Using the -f flag still doesn't allow it to remove directories.

rm example -r

$ rm example -r
rm: descend into directory `example'? yes
rm: remove regular empty file `example/file3'? yes
  removed `example/file3'
rm: remove regular empty file `example/file2'? yes
  removed `example/file2'
rm: descend into directory `example/dir'? yes
rm: remove regular empty file `example/dir/.file'? yes
  removed `example/dir/.file'
rm: remove regular empty file `example/dir/file3'? yes
  removed `example/dir/file3'
rm: remove regular empty file `example/dir/file2'? yes
  removed `example/dir/file2'
rm: remove regular empty file `example/dir/file1'? yes
  removed `example/dir/file1'
rm: remove directory `example/dir'? yes
  removed directory: `example/dir'
rm: remove regular empty file `example/file1'? yes
  removed `example/file1'
rm: remove directory `example'? yes
  removed directory: `example'

As you can see, you are asked for permission for every single file and directory, hidden files are also removed.

rm example/* -f

$ rm example/* -f
rm: cannot remove `example/dir': Is a directory
removed `example/file1'
removed `example/file2'
removed `example/file3'

Here, you are not asked for permission, directories are not deleted and neither are hidden files.

rm example/* -r

$ rm example/* -r
rm: descend into directory `example/dir'? yes
rm: remove regular empty file `example/dir/.file'? yes
  removed `example/dir/.file'
rm: remove regular empty file `example/dir/file3'? yes
  removed `example/dir/file3'
rm: remove regular empty file `example/dir/file2'? yes
  removed `example/dir/file2'
rm: remove regular empty file `example/dir/file1'? yes
  removed `example/dir/file1'
rm: remove directory `example/dir'? yes
  removed directory: `example/dir'
rm: remove regular empty file `example/.file'? yes
  removed `example/file'
rm: remove regular empty file `example/file1'? yes
  removed `example/file1'
rm: remove regular empty file `example/file2'? yes
  removed `example/file2'
rm: remove regular empty file `example/file3'? yes
  removed `example/file3'

Here, the contents of the example directory (not the directory itself) are removed, including hidden files.

6
  • The asterisk does not imply unlimited recursion. If it matches subdirectories (e.g. example/subdir), it will not descend any further, and rm will still ignore those directories. (Some shells have ** which does recurse.)
    – user1686
    Sep 20, 2016 at 8:34
  • Huh, I never knew that. I'll update the answer.
    – Cas
    Sep 20, 2016 at 10:09
  • Additionally, * usually does not match "dot" files (I suppose it was meant to ignore . and .., but it ended up ignoring all hidden files), therefore rm -r dir/* alone might not necessarily empty the directory; it'd skip dir/.git for example.
    – user1686
    Sep 20, 2016 at 10:36
  • Thanks, I believe I have now updated the answer to properly display the differences between -r and -f, I might have gone a bit overboard though.
    – Cas
    Sep 20, 2016 at 11:12
  • Thanks for everyones input (including other replays)! All answers combined helped me understand this better. Someone asked my OS - I'm using Ubuntu/Linux. Sep 20, 2016 at 15:23
0

rm -r mydir will remove the mydir directory with all its contents.

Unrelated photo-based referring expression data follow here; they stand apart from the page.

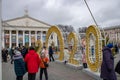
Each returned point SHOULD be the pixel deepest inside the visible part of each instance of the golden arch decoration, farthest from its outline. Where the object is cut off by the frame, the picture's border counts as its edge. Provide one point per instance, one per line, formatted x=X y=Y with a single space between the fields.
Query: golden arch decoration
x=73 y=36
x=38 y=44
x=98 y=48
x=56 y=30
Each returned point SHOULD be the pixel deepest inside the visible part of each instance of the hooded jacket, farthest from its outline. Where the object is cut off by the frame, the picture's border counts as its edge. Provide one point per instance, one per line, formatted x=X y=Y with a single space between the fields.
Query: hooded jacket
x=33 y=61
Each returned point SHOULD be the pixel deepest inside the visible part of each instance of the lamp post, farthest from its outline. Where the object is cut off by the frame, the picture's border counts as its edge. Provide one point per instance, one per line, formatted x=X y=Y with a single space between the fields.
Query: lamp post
x=0 y=41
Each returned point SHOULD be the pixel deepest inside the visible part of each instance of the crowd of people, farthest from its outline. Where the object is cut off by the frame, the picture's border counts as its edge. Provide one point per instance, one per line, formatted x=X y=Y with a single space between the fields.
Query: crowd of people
x=28 y=60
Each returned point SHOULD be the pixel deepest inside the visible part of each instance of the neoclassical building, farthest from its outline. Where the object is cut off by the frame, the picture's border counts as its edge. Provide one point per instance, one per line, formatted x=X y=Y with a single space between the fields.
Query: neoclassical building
x=23 y=31
x=113 y=33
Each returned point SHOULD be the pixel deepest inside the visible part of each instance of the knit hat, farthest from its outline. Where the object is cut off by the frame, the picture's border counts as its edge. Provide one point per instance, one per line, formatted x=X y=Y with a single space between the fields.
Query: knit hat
x=110 y=45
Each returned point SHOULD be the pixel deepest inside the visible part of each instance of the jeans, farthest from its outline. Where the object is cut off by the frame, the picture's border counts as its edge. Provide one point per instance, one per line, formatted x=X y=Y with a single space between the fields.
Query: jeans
x=45 y=73
x=31 y=76
x=19 y=78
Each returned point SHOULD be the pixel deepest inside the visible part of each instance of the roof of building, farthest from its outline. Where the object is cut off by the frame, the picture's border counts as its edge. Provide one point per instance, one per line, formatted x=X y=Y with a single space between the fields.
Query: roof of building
x=25 y=21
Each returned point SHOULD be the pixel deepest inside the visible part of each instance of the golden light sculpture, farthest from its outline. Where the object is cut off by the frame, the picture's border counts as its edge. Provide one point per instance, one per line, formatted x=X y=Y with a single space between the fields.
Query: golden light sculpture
x=73 y=36
x=38 y=44
x=56 y=30
x=94 y=66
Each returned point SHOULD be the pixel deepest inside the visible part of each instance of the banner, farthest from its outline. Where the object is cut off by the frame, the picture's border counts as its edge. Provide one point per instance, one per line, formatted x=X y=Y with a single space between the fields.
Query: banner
x=26 y=38
x=32 y=38
x=38 y=37
x=20 y=38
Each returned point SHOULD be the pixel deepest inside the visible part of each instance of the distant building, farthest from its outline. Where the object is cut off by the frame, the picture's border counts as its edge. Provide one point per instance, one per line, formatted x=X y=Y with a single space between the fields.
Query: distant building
x=113 y=33
x=66 y=29
x=23 y=31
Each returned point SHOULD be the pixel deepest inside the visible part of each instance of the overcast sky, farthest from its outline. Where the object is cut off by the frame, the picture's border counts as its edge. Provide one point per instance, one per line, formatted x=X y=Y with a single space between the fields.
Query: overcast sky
x=66 y=12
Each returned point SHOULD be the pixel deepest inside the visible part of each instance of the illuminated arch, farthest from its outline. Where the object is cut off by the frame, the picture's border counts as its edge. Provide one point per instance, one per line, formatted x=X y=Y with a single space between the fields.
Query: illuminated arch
x=56 y=30
x=98 y=48
x=73 y=36
x=38 y=44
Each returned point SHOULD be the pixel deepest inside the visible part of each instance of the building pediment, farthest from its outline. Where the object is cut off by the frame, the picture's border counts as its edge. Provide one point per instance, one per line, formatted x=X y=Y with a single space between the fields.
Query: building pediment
x=26 y=21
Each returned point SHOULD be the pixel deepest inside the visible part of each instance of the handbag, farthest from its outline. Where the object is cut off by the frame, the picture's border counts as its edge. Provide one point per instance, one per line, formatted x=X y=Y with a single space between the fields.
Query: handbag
x=117 y=68
x=45 y=63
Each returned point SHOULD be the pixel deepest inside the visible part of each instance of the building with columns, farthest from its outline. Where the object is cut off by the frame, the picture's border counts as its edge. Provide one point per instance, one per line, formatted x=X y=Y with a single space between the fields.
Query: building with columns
x=23 y=31
x=113 y=33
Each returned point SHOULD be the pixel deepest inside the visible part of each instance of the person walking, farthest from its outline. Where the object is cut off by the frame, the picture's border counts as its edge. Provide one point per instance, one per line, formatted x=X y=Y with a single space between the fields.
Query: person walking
x=32 y=60
x=66 y=55
x=107 y=67
x=51 y=53
x=19 y=64
x=43 y=67
x=45 y=51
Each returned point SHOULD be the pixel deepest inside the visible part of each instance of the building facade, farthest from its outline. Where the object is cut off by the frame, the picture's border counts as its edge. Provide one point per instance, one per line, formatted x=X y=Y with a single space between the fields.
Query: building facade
x=113 y=33
x=23 y=31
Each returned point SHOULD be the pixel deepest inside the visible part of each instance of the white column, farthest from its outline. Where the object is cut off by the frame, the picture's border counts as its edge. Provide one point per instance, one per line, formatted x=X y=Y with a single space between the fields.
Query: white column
x=3 y=39
x=0 y=40
x=35 y=36
x=10 y=42
x=23 y=38
x=17 y=38
x=29 y=38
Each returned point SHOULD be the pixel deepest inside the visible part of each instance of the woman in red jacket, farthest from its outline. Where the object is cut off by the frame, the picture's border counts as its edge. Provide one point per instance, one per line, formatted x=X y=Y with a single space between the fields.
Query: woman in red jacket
x=33 y=61
x=43 y=67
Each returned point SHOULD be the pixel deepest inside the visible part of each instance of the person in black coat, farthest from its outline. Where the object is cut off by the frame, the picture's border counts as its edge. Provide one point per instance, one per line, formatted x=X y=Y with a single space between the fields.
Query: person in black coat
x=107 y=67
x=51 y=53
x=19 y=65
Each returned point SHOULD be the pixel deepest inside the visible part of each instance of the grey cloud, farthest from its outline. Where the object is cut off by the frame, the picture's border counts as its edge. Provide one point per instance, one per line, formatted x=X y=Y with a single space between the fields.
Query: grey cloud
x=70 y=12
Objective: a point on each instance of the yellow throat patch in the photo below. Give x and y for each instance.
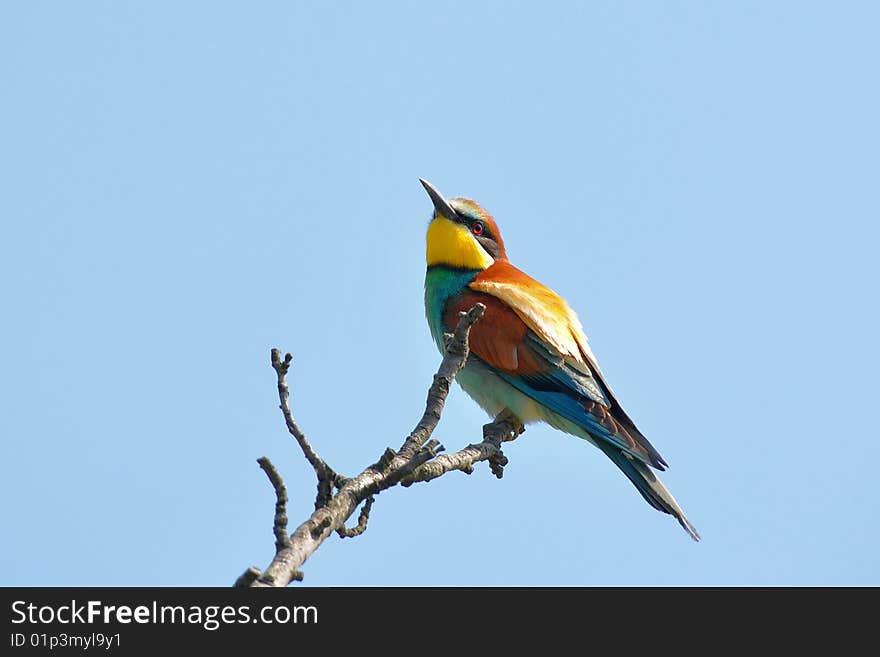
(452, 244)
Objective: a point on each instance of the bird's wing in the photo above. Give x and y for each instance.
(531, 336)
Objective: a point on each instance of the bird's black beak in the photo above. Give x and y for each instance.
(440, 204)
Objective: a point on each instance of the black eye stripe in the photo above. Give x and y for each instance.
(469, 222)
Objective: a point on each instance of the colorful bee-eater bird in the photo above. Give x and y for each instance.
(529, 355)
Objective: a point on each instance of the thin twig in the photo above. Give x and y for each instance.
(282, 540)
(327, 478)
(363, 518)
(334, 512)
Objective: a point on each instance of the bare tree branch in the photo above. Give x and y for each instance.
(418, 459)
(327, 478)
(282, 540)
(363, 518)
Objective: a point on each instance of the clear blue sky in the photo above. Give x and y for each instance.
(186, 185)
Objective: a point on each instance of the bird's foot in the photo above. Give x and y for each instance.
(514, 427)
(504, 428)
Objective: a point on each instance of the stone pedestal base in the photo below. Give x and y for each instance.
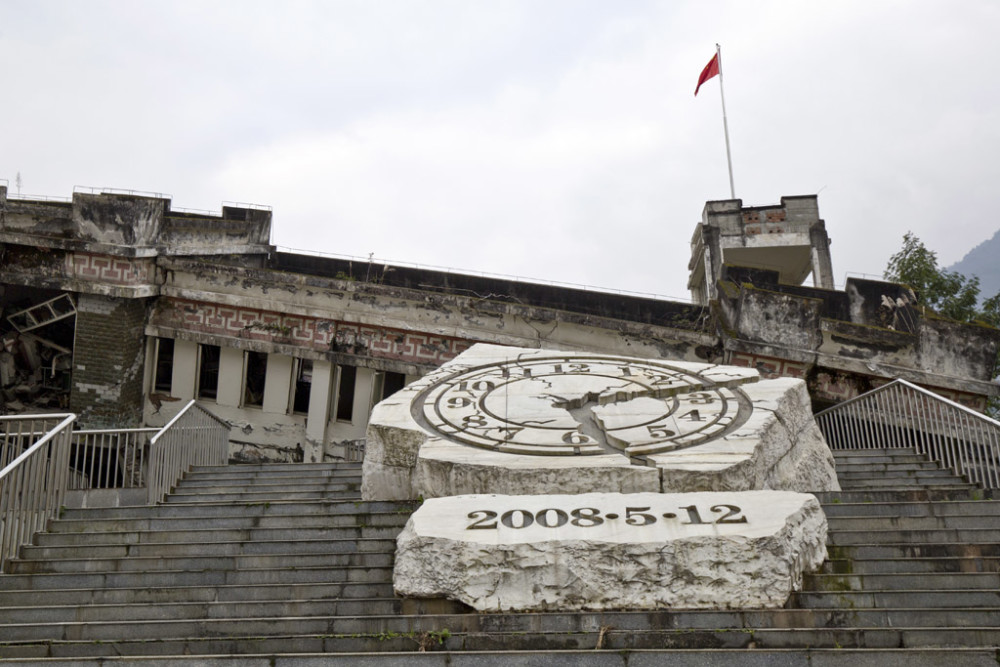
(599, 551)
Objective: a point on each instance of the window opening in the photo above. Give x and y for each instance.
(208, 371)
(164, 365)
(255, 371)
(345, 393)
(385, 384)
(392, 383)
(302, 386)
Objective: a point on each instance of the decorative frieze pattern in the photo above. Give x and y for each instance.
(315, 333)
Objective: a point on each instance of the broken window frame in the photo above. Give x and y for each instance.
(163, 365)
(206, 389)
(301, 387)
(382, 380)
(254, 377)
(343, 404)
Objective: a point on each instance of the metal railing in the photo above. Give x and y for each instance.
(34, 455)
(354, 450)
(391, 263)
(193, 437)
(110, 458)
(901, 414)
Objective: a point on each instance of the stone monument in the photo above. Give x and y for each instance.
(520, 421)
(564, 480)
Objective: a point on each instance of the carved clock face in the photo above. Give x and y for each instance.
(583, 405)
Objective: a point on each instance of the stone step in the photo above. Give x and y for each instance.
(953, 536)
(907, 549)
(261, 496)
(886, 467)
(883, 523)
(335, 588)
(163, 578)
(328, 486)
(192, 485)
(604, 643)
(878, 599)
(65, 532)
(902, 582)
(910, 565)
(200, 476)
(941, 508)
(858, 457)
(249, 509)
(850, 482)
(876, 451)
(276, 467)
(900, 495)
(582, 622)
(798, 657)
(182, 549)
(186, 610)
(861, 471)
(237, 562)
(209, 534)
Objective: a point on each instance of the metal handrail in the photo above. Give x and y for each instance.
(33, 483)
(110, 458)
(193, 437)
(901, 414)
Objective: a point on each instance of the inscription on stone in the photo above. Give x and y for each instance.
(588, 517)
(612, 551)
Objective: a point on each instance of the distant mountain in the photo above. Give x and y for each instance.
(982, 261)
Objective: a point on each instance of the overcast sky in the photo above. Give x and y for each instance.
(559, 140)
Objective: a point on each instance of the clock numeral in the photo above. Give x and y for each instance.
(660, 432)
(473, 421)
(693, 416)
(479, 385)
(576, 438)
(660, 378)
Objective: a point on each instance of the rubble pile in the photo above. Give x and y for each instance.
(34, 370)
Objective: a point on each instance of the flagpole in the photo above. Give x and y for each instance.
(725, 123)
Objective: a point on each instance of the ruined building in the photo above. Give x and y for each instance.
(119, 308)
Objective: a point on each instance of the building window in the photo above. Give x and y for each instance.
(164, 368)
(254, 377)
(386, 384)
(208, 371)
(301, 386)
(345, 393)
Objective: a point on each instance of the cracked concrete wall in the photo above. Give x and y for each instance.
(108, 361)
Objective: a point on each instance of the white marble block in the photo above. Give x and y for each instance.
(523, 421)
(736, 550)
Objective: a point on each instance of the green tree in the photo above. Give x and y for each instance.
(946, 292)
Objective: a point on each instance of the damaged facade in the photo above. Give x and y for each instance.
(120, 308)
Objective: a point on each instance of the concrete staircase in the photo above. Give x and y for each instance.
(284, 565)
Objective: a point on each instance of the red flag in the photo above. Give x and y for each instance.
(711, 69)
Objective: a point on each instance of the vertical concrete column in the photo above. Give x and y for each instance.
(278, 383)
(713, 263)
(363, 399)
(820, 251)
(109, 359)
(319, 401)
(184, 376)
(230, 377)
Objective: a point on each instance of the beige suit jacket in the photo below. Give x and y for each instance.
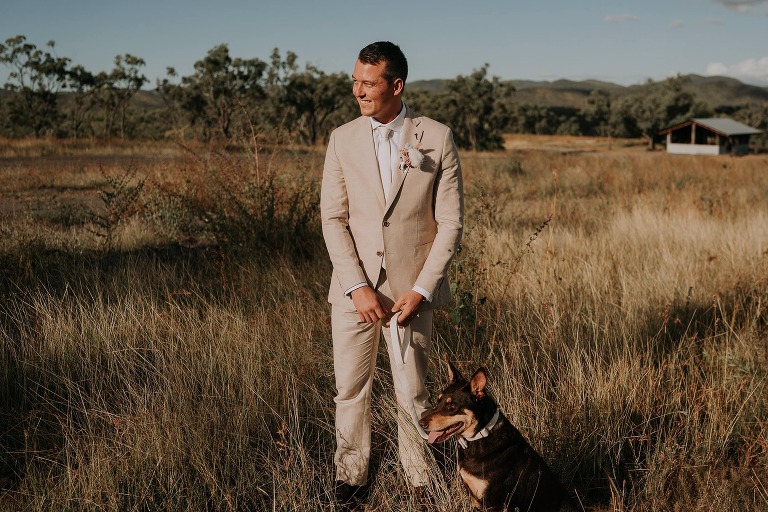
(417, 230)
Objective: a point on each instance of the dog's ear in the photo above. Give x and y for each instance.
(477, 384)
(453, 373)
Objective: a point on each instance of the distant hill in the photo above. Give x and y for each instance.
(716, 91)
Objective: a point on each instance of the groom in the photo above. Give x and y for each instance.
(392, 223)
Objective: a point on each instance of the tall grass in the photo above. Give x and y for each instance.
(618, 300)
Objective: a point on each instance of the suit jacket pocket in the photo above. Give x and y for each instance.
(420, 254)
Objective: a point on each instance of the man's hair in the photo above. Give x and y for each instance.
(396, 63)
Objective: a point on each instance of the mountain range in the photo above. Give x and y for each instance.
(716, 91)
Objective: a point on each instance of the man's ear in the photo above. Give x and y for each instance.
(398, 85)
(453, 373)
(477, 384)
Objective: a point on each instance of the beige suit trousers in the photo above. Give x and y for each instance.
(355, 347)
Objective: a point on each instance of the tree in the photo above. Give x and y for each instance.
(477, 109)
(317, 102)
(219, 93)
(36, 78)
(82, 83)
(663, 104)
(116, 89)
(597, 113)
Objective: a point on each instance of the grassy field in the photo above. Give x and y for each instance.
(165, 340)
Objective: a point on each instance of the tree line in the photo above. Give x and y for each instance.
(226, 98)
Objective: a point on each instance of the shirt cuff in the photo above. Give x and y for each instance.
(358, 285)
(424, 292)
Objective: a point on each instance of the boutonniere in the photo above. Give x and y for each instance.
(411, 157)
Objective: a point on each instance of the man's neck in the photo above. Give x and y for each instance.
(392, 115)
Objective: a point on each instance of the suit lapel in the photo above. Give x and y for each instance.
(370, 168)
(410, 131)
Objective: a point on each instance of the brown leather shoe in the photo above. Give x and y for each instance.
(349, 497)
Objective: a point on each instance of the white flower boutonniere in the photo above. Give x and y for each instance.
(411, 157)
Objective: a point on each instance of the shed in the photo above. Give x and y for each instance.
(709, 136)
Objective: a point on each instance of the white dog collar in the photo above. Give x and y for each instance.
(484, 432)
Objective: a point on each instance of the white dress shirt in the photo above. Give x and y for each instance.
(396, 125)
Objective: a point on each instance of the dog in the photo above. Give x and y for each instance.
(501, 471)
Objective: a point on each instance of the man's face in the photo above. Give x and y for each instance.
(377, 98)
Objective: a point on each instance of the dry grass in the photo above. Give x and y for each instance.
(173, 352)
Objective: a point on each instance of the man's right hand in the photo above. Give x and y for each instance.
(367, 305)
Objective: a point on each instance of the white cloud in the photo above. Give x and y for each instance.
(620, 18)
(749, 69)
(745, 6)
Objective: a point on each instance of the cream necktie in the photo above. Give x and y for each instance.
(384, 156)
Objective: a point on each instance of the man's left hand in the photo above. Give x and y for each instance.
(408, 304)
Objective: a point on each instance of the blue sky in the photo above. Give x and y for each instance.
(613, 40)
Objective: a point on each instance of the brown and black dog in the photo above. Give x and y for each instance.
(499, 468)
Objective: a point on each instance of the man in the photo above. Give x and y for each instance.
(392, 220)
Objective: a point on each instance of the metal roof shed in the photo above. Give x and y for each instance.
(709, 136)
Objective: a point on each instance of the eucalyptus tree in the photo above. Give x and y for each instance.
(219, 95)
(477, 109)
(35, 79)
(114, 91)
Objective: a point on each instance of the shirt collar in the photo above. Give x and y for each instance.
(395, 125)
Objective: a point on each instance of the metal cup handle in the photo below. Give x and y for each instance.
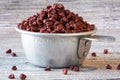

rm -f mydir will not remove a directory (neither empty nor with content). It will report an error:

  • on BSD/OS X:

    rm: mydir/: is a directory
    
  • on GNU/Linux:

    rm: cannot remove 'mydir': Is a directory
    

Possible explanations for the rm command behaving regardless of the given arguments (from the most to the least likely):

  1. you have a shell alias rm defined and it passes some defined parameters (like -r) to the rm command
  2. you are calling a script called rm which also passes additional parameters to the actual command
  3. you have a custom rm executable

You can verify the first two possibilities by executing /bin/rm -f mydir.